Verlorene Seele

Das Treffen davor

„Marius, darf ich ehrlich sein?

Du siehst ziemlich Scheiße aus.“

Es war Montagmorgen und Sabina war kurz auf einen Besuch vorbei gekommen.

„Genauso fühle ich mich auch. Die Operation ist deswegen auf Freitag verschoben worden.“

„Was ist passiert?“

„Der Wunsch.

Ich hatte es Dir gesagt.

Du wünschst Dir etwas und der Ring nimmt Dir Kraft.

Beim ersten Wunsch habe ich das kaum gespürt.

Meine Schmerzen haben mir mehr von meiner Energie genommen.

Aber ich merke, wie die Kraft wieder zurückkommt.“

„Marius. Du darfst Dir nichts mehr wünschen!

Ich sehe, das ist nicht gut.“

„Na ja. Du hast Recht. Aber vielleicht noch ein oder zwei wohlüberlegte kleinere Wünsche und dann versuche ich, den Ring weiter zu geben.

Ich hänge nicht an dem Ring. Wenn ich ihn abgeben kann … Ich bin nicht Gollum oder Bilbo!“

Sie lächelte.

In der Tat war der Vergleich mit dem „einen Ring“ gar nicht so weit hergeholt. Sie liebte die Bücher und zitierte aus ihrer Erinnerung:

„Einer dem dunklen Herrn auf dunklem Thron

Im Lande Mordor, wo die Schatten drohn

Ein Ring, sie zu knechten, sie alle zu finden

Ins Dunkel zu treiben und ewig zu binden!“

Leise lachend mischte sich der Ring abermals in seine Gedanken ein.

„Humor habt ihr beide.

Wer weiß, vielleicht zählte irgendwann auch mal ein in England gestrandetes südafrikanisches Waisenkind zu meinen Trägern und wurde durch mich inspiriert?

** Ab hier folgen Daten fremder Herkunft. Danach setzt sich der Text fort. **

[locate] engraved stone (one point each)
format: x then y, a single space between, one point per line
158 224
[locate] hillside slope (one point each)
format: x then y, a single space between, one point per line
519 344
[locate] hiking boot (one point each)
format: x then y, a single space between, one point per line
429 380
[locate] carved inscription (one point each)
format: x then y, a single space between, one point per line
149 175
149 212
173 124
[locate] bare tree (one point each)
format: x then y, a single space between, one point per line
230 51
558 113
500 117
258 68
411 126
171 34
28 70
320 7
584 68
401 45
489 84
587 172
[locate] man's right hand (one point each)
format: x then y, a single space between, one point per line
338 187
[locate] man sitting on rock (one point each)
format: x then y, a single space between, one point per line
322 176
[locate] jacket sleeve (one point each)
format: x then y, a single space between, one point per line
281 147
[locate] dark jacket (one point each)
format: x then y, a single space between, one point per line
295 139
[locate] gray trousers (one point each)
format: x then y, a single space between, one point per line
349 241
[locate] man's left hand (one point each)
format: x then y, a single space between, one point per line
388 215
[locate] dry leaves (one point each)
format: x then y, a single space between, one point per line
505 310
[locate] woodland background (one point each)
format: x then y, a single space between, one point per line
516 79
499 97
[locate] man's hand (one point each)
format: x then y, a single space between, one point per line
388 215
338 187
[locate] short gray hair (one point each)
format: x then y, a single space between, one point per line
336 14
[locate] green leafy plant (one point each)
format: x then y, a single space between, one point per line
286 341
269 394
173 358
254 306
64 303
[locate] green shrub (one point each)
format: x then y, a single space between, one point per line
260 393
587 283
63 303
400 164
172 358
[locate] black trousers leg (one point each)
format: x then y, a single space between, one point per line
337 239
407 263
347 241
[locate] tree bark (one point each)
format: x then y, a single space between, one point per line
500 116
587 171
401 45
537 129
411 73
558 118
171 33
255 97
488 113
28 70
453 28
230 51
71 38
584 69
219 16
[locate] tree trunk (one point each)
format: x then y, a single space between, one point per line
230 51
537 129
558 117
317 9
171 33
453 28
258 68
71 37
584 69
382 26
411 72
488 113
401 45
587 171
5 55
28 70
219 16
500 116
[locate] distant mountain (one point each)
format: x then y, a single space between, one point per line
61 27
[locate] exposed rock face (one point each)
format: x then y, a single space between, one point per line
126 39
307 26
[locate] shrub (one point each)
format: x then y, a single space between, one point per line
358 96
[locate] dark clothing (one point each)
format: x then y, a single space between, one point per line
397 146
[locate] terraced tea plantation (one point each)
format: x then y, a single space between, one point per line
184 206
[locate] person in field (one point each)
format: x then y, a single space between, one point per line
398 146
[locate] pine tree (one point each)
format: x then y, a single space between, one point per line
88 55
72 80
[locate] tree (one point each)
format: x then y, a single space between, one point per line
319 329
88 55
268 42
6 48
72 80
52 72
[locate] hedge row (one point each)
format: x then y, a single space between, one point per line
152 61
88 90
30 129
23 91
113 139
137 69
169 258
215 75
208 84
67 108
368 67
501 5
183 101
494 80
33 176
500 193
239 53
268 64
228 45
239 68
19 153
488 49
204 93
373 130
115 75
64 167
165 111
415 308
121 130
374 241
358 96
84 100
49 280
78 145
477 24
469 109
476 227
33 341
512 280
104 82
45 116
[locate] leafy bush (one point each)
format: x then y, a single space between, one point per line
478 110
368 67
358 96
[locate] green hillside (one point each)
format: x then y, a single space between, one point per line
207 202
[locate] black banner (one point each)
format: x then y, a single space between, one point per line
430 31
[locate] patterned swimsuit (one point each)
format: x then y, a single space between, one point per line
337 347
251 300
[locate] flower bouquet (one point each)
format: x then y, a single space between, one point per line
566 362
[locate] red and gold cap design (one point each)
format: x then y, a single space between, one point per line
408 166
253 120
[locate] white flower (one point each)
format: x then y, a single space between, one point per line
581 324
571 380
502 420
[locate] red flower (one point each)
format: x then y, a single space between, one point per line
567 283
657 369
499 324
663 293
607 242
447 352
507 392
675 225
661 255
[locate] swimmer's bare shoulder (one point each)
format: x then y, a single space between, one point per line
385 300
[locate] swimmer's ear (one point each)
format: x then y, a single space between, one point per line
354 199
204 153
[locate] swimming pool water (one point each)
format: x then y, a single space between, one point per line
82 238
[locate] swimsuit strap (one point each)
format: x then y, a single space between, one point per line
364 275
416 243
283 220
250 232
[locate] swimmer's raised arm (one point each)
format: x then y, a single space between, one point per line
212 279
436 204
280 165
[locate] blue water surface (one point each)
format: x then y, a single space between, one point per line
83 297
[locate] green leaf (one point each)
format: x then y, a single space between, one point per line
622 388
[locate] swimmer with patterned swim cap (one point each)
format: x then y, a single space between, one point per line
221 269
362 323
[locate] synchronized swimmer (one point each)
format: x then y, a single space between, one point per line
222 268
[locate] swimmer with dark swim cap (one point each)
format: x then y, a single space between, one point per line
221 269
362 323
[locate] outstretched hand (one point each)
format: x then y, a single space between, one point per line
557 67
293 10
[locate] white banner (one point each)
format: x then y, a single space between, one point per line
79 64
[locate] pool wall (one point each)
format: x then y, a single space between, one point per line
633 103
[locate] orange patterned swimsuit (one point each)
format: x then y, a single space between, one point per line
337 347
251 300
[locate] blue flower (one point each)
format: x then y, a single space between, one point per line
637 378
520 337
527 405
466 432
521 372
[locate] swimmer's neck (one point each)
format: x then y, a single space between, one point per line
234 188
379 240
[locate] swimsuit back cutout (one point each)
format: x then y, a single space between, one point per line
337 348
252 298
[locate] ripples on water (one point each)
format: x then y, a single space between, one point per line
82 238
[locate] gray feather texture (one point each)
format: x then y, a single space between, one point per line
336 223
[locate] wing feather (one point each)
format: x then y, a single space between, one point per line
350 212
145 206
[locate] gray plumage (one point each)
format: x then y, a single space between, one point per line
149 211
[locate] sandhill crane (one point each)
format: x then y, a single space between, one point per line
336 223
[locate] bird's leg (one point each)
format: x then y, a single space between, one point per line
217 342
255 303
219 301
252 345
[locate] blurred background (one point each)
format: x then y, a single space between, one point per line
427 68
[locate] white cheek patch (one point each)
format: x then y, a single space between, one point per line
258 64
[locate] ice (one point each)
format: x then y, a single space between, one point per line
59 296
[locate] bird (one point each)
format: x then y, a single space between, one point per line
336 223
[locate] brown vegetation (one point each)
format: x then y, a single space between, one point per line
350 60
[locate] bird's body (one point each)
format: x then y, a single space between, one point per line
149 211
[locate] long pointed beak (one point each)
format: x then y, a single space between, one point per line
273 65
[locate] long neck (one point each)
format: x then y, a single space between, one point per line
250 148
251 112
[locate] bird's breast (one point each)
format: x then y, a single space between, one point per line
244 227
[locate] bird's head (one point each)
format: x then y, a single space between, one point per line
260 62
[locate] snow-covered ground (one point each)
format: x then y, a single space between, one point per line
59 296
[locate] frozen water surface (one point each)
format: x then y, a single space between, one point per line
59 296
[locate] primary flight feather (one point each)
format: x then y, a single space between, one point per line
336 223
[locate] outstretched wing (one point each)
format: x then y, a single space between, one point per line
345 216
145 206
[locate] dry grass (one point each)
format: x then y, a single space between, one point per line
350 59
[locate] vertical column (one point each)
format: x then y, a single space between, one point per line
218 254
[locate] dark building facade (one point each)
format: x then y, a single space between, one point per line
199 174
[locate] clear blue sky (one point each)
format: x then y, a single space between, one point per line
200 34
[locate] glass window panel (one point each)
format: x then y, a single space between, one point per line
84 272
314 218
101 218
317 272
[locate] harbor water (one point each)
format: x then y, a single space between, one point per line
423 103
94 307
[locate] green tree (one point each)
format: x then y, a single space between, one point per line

Aber Du bist kein „dunkler Herr“ auf „dunklem Thron“ — noch nicht …

Und ich hoffe, Du wirst es auch nicht.“

Ein letztes leicht zischendes Lachen — die Stimme war so schnell wieder weg, wie sie gekommen war.

„Hat er eben wieder zu Dir gesprochen?“

„Ja. Das macht er immer wieder. Und ich merke auch die ganze Zeit über, dass ich nicht „alleine“ bin. Er bekommt alles mit, was um mich herum vorgeht, mit wem ich rede, … und darüber hinaus auch, was ich denke.“

Sabina schwieg einen Moment. Sie konnte sich nur allzu lebhaft vorstellen, was gerade in Marius vorging. Sie hatte den Ring erlebt — als er über Marius die Kontrolle übernahm und ihr das Schicksal Ihres Ex- Mannes offenbarte.

Brutal, verletzend und menschenverachtend.

Und dennoch steckten auch Wahrheit und Weisheit zwischen all dem anderen, was böse war.

Sabina schaute ihn wieder an.

„Heute Nachmittag gegen 14:00 kommt die neue Lieferung. Ich werde schon vorher da sein. Ich bin gespannt, was wir finden.“

„Wirst Du allein im Lager sein?“

„Ja, wir haben eine klare Aufgabenverteilung. Ich räume aus, kontrolliere noch einmal die die Ware, Lieferscheine, Qualität… Dann bereite ich die Paletten und die Wagen für Jens vor und der bringt alles in den Shop und räumt es ein.

Niemand stört mich.“

„Bist Du Dir sicher, dass Du das wirklich tun willst?“

„Ja. Da bin ich mir ganz sicher.“

Sabinas Stimme klang mit einem Mal wieder fest und überzeugt.

„Hast Du Angst?“

„Nein. Seltsamerweise überhaupt nicht.

Irgendwie weiß ich, dass das alles funktionieren wird.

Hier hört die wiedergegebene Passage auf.